Prof. Morín’s Poetry Reading and Book Launch

Fairy lights twinkled against the dark bluing night sky as the murmur of the audience drifted in waves, carried by the breeze, weaving in and out of rows of seats, dissipating towards the front, where a wooden lectern stood against the red-bricked background of Rice University’s Ray’s Courtyard.

It is here that poet Dave Lucas began to speak. Lucas’s curled hair, thick-rimmed square glasses and colorful shirt caught the eye of the audience, who were already transfixed by his soft but urgent voice. Lucas’s reading was complimented by explanations of his creative process. He spoke on getting his heart broken, and more than that, he talked about writing about getting his heart broken. Lucas’s poetry reading focused on a series of poems about love, culminating around a girlfriend from his college years. Stopping only to accommodate the noise of passing planes overhead, Lucas’s voice, his friendly demeanor, enabled the audience to consider him more of a friend than an academic distanced from them in experience and age.

As Lucas wrapped up, he introduced writer Michael Croley, a friend and fellow writer. Croley’s thick Southern accent surprised the audience, subverting expectations for what a writer “should” sound like. Croley read an excerpt from his book, engaging the audience in laughter, smiles and the occasional gasp as he slipped in explicit language here and there throughout his characters’ dialogue, making his piece realistic enough for the audience to imagine themselves within the pages of his book.

Croley’s reading ended with an introduction to Tomás Morín, a professor here at Rice. He joked in his introduction that it’s impossible to be happy for someone like Morín because of Morín’s long list of accomplishments.

Morín shyly made his way up to the stage, laughing alongside Croley in a way that gave the audience a glimpse into their friendship.      

Tomás Morín’s reading included excerpts from his book, Machete: Poems. Within this reading, he focused on the intersections of race and pop culture, he highlighted relationships to self and to family, and he drew upon themes of being othered and alienated. Morín’s reading, though arguably meant to be the focal point of the evening, spanned no longer than either Lucas’s or Croley’s — perhaps a tribute to Morín’s own humility and desire to share the stage with other writers of his own caliber.
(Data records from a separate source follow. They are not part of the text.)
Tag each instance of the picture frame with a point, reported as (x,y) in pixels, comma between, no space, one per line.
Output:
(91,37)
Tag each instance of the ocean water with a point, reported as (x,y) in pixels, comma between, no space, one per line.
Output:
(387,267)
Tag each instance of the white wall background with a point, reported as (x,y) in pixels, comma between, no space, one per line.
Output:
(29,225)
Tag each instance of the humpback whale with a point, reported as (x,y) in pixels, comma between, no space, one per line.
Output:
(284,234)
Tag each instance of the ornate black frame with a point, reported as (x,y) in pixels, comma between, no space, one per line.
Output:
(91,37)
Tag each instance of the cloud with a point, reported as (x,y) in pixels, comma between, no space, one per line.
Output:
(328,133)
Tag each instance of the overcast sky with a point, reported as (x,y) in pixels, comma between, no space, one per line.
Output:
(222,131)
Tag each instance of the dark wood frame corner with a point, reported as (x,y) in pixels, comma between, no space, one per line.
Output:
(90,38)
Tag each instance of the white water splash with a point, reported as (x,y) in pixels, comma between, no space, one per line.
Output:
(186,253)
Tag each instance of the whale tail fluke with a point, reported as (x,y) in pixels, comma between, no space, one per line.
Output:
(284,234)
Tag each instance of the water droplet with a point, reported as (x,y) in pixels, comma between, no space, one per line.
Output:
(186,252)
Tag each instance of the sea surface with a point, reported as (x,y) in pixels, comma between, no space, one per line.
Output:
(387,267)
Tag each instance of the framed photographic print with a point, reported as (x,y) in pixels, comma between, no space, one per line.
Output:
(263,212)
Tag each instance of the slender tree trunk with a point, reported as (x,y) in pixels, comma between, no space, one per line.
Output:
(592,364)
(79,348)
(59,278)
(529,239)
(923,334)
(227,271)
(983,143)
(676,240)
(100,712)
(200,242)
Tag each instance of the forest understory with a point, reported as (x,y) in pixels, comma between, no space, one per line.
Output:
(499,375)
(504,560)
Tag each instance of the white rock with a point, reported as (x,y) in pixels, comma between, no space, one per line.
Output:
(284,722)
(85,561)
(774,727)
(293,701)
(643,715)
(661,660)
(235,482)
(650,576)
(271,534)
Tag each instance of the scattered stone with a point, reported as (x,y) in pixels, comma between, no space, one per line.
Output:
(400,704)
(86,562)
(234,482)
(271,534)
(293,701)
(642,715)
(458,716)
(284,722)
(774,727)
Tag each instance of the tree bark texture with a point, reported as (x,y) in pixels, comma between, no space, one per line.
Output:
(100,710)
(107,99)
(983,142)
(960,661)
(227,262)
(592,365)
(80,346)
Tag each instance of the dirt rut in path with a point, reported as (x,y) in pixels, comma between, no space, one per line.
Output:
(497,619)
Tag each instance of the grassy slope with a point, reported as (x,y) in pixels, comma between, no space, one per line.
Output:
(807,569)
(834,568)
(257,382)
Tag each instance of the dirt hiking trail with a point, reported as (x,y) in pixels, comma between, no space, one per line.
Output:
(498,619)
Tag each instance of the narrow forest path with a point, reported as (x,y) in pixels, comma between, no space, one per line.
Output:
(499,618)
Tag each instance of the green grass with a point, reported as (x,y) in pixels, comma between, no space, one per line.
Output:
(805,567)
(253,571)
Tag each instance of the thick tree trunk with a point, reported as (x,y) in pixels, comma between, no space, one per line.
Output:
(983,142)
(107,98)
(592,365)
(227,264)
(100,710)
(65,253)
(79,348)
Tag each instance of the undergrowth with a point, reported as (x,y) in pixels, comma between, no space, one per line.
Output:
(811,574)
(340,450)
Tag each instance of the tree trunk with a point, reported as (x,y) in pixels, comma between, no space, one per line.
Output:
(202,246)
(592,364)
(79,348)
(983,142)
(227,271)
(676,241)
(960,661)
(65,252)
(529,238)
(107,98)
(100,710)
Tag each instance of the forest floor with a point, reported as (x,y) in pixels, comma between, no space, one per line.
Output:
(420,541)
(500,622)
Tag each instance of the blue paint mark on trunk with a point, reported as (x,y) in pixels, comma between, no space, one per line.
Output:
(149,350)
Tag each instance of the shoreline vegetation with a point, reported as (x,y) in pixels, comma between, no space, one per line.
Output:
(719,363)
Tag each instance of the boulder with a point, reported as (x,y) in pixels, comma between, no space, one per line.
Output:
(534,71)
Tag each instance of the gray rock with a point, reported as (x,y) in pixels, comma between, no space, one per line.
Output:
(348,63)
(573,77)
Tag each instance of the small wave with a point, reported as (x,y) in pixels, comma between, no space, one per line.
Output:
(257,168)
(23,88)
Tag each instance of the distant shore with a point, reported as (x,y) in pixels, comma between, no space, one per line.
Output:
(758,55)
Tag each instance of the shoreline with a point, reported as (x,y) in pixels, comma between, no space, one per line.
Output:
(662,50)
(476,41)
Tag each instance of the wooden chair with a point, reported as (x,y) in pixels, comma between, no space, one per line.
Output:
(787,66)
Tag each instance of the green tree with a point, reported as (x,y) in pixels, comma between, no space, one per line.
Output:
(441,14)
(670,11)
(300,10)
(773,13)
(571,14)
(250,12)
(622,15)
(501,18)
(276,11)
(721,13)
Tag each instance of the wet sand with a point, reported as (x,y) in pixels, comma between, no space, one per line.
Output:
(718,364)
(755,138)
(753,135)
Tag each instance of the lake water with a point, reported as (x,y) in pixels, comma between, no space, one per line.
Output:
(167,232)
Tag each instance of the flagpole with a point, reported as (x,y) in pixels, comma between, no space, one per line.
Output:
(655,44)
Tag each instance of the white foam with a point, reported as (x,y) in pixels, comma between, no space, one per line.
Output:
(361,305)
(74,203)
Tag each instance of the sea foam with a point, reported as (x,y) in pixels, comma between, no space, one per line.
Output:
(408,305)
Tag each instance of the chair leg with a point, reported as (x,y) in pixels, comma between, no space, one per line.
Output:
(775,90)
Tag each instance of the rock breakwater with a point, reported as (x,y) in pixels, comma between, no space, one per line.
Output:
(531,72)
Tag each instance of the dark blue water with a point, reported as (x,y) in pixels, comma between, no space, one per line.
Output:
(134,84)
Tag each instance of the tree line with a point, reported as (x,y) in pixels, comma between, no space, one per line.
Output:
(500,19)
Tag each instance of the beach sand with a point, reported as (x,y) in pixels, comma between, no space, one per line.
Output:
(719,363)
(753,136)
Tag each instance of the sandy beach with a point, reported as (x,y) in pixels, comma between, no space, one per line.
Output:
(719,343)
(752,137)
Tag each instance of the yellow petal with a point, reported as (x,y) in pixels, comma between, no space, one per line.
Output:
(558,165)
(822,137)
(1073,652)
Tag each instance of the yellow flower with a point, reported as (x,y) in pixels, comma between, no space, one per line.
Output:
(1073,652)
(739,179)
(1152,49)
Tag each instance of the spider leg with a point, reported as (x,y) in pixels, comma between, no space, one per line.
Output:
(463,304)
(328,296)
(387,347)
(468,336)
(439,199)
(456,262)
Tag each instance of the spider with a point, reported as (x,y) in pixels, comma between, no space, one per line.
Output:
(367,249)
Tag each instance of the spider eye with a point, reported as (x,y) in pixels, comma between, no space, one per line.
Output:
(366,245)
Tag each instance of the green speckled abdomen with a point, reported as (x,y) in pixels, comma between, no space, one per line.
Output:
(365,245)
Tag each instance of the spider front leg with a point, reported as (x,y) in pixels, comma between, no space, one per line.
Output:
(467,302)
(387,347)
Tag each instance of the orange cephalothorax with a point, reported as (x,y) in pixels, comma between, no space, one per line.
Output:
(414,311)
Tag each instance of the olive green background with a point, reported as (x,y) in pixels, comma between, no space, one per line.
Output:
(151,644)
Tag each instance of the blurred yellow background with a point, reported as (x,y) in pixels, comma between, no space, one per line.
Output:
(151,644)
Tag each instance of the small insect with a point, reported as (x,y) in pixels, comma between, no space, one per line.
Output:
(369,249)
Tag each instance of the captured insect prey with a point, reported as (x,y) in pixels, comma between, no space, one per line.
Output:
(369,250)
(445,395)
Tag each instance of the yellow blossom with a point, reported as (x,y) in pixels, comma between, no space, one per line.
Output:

The night ended as it began, with Ian Schimmel, a Senior Lecturer in Creative Writing at Rice, giving a statement to the audience. In his closing remarks, he invited the audience to purchase a book and to perhaps try to get Morín’s signature, though he jokingly made no promises as to whether or not members of the audience would be able to procure such a signature. By the time the event ended, the sky had darkened completely, and the audience was eager and excited to leave their seats to strike up conversations with the authors who had just read their work aloud. The crowd began to dissipate as the night wore on, and the seats were eventually collected and put away, the lectern taken back inside, and the tables folded up and removed from view as the courtyard eventually emptied.